Waar zijn de woorden die den doôn ontvielen,
Hun kunst, hun kracht, hun zonderlinge zielen?
De larve spint waar vormde zich de traan.
Het scherp gegil der kittelacht'ge deernen,
De tanden, 't oog, de tranen die er peerlen,
De blanke borst die graag ontvlamt en snel,
Gereikte lippen, blinkend of ze bloedden,
De uiterste gaven, handen die ze hoeden,
't Gaat al in de aarde en keert terug in 't spel.
| |
| |
En, grote ziel, gij, hoopt gij nog op dromen
waaraan die kleur van leugen is ontnomen
waar 't waatr en 't goud hier 't vleeslijk oog mee vult?
Zult gij nog zingen als ge een damp zult wezen?
Kom! Alles vloeit! Poreus is dit, mijn wezen,
En sterven zal ook 't heilig ongeduld!
Magere onsterflijkheid, verguld en donker,
Gij troosteres gelauwerd met wat flonker,
Die van den dood een moederschoot maakt, ach!

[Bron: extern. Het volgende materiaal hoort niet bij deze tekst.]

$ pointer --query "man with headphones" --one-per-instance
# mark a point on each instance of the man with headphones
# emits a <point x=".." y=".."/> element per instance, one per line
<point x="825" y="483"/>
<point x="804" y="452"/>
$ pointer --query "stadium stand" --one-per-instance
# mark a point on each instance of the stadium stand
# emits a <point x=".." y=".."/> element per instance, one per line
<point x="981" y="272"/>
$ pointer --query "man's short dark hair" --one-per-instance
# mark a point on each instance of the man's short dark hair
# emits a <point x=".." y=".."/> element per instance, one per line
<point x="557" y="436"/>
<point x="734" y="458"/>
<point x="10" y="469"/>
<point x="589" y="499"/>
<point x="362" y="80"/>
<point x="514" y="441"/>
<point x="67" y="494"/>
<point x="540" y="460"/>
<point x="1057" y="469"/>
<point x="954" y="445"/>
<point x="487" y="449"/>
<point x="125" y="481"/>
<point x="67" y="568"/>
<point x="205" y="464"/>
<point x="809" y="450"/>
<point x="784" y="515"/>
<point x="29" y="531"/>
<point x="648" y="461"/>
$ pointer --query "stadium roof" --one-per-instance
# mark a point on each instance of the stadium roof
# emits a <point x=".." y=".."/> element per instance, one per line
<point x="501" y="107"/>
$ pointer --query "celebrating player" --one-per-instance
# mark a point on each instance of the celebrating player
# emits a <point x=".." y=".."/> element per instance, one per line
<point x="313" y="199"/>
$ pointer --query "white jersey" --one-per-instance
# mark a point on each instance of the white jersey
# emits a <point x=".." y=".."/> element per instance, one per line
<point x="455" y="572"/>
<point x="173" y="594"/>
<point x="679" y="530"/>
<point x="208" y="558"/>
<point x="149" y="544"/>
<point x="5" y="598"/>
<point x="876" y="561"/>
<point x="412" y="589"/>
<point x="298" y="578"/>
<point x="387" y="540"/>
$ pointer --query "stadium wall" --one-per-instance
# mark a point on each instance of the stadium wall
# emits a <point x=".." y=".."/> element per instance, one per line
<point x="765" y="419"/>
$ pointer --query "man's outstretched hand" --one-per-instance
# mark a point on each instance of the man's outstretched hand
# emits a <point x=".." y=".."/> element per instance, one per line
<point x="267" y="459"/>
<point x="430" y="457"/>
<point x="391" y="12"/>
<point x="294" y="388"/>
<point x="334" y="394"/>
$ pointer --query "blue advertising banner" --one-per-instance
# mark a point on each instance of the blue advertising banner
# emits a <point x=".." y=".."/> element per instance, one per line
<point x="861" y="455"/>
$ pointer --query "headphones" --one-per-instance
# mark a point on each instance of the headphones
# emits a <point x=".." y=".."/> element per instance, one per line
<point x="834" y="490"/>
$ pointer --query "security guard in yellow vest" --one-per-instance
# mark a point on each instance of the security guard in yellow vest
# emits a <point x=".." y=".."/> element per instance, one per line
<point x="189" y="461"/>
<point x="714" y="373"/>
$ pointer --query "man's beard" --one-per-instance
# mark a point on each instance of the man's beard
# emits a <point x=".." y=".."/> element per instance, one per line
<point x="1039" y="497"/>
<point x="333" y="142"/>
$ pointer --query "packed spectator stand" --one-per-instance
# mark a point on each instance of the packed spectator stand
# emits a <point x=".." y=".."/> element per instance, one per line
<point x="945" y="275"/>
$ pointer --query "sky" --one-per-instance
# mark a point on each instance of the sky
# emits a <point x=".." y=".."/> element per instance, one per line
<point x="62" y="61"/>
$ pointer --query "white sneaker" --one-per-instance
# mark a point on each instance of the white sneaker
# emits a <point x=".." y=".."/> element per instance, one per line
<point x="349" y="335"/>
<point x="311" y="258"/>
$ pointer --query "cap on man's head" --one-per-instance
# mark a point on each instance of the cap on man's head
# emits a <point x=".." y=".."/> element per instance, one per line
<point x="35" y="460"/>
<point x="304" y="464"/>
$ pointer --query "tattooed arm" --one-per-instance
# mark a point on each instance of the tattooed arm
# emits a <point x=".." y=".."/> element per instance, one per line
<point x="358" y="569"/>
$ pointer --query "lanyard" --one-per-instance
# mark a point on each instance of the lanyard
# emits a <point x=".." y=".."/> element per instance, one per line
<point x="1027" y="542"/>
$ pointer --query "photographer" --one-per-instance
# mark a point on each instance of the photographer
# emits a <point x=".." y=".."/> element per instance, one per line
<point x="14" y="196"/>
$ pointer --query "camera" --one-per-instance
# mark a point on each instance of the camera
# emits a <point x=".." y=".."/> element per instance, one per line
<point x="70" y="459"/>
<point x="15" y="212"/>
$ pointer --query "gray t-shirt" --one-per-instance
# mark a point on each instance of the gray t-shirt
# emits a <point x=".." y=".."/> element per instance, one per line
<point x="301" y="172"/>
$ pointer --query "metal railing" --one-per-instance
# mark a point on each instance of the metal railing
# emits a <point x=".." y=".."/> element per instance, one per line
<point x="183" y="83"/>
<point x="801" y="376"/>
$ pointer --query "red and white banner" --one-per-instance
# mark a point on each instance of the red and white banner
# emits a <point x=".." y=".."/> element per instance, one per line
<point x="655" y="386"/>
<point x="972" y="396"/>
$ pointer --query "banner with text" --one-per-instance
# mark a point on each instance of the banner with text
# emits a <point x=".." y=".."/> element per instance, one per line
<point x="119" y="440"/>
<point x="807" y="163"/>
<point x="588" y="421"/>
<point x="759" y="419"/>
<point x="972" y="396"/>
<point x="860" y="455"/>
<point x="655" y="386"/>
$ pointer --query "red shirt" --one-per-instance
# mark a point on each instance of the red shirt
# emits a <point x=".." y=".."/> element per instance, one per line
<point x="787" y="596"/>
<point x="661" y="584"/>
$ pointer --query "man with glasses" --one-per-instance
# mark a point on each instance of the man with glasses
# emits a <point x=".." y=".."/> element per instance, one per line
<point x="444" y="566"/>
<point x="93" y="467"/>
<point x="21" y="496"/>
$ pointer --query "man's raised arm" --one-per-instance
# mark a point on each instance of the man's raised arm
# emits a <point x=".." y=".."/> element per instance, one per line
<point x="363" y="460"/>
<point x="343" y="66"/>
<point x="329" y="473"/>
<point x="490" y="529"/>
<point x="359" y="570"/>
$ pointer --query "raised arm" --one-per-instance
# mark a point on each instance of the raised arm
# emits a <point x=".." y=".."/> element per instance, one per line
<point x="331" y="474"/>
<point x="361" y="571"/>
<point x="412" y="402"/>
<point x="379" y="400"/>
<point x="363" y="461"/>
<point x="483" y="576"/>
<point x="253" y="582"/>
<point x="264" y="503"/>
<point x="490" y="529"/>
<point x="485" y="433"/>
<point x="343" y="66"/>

De lieve leugens en de vrome listen,
Wie kent ze niet en weert ze niet, die kisten
Met lege schedels en dien eeuwgen lach!
O vage vaadren, onbewoonde hoofden,
Die 't vele stof dat op u weegt, verdoofde,
Die de aarde zijt en onzen stap verwart,
Het waar geknaag, de worm die steeds blijft werken,
Is niet voor u die slaapt onder uw zerken.
Hij leeft van leven, wil niet uit mijn hart!

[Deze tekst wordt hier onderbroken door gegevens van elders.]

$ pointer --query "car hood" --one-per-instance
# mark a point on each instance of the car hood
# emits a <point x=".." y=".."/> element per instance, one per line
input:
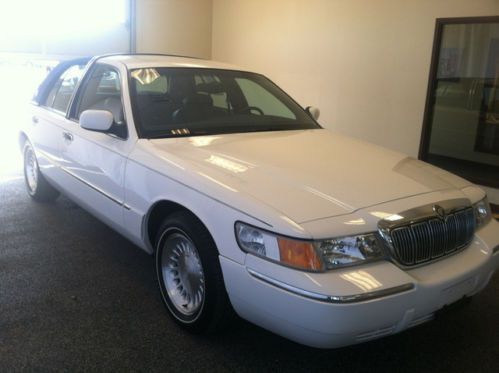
<point x="307" y="174"/>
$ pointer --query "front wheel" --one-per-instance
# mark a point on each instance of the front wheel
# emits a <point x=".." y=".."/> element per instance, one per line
<point x="189" y="275"/>
<point x="38" y="188"/>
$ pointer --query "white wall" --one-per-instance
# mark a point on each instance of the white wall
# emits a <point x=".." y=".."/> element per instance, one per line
<point x="174" y="26"/>
<point x="365" y="64"/>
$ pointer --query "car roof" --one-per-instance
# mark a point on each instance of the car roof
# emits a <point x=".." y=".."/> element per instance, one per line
<point x="136" y="61"/>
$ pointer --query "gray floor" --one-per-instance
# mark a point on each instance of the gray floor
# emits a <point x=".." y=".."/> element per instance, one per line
<point x="75" y="296"/>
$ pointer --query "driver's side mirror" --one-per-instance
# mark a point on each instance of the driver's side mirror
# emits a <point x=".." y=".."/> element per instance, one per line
<point x="96" y="120"/>
<point x="313" y="112"/>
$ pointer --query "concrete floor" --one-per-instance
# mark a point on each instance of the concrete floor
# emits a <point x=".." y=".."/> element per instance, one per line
<point x="76" y="296"/>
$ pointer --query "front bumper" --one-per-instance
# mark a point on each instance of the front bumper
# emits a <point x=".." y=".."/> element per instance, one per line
<point x="358" y="303"/>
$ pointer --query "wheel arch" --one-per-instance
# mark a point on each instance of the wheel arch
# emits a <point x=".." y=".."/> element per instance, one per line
<point x="157" y="213"/>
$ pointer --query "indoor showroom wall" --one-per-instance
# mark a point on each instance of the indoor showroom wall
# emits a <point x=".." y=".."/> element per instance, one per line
<point x="365" y="64"/>
<point x="174" y="26"/>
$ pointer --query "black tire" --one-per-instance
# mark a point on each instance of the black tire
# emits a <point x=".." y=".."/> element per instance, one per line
<point x="214" y="312"/>
<point x="37" y="187"/>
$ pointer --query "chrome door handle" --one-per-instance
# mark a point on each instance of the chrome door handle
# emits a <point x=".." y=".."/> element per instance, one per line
<point x="67" y="136"/>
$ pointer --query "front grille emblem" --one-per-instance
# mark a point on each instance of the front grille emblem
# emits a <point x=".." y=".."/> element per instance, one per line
<point x="439" y="210"/>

Liefde misschien, of, voor mijzelf, is 't haten?
Zo wis zal mij zijn duistre tand niet laten
Dat er geen naam is die voor hem niet past!
Welaan! Hij ziet, hij wil, hij droomt, hij raakt me,
Hij lust mijn vlees, wen 'k slaap zelfs niet verzaakt me,
Ik leef van 't horen aan dien sombren gast!
O Zeno, gij, wreedste der Eleaten!
Die pijl, die vliegt, schoon hem geen vlucht kan baten,
Hebt gij dien pijl, die trilt, mij niet bespaard?
De klank mij baart, wijl mij de schicht doet sneven!
- De Zon!... Wat schildpadschaduw is voor 't leven
Der Ziel Achilleus, roerloos in zijn vaart!
Neen, neen!... Vooruit! In de eeuwen, die niet rusten,
Verniel, mijn lijf, dien vorrem, den bewusten,
En drink, mijn borst, het worden van den wind!
Een frisse bries die pas de baren brachten,
Geeft mij mijn ziel terug... O zilte machten!
'k Loop naar de zee dat levend 'k me er hervind!
| |
| |
Ja, grote zee, die driften nog vergroten,
Gij panterpels, antiek chlamys, doorschoten
Van duizend duizend beelden van de zon,
Hydra volstrekt, van uw blauw vlees als dronken,
Die bijt u weer in de' eigen staart vol vonken,
In een tumult dat nooit uw stilt verwon.
De wind steekt op!... 'k Wil mij te leven nopen.
Mijn boek in de ijle lucht waait toe en open
Wijl 't stuivend nat welhaast de rots verzwikt!
Vliegt heen, doorluchte blaân, bij 't klare klaatren!
Breekt, baren! Breekt met wild verblijde waatren
Dit vreedzaam dak van fokken pas beprikt.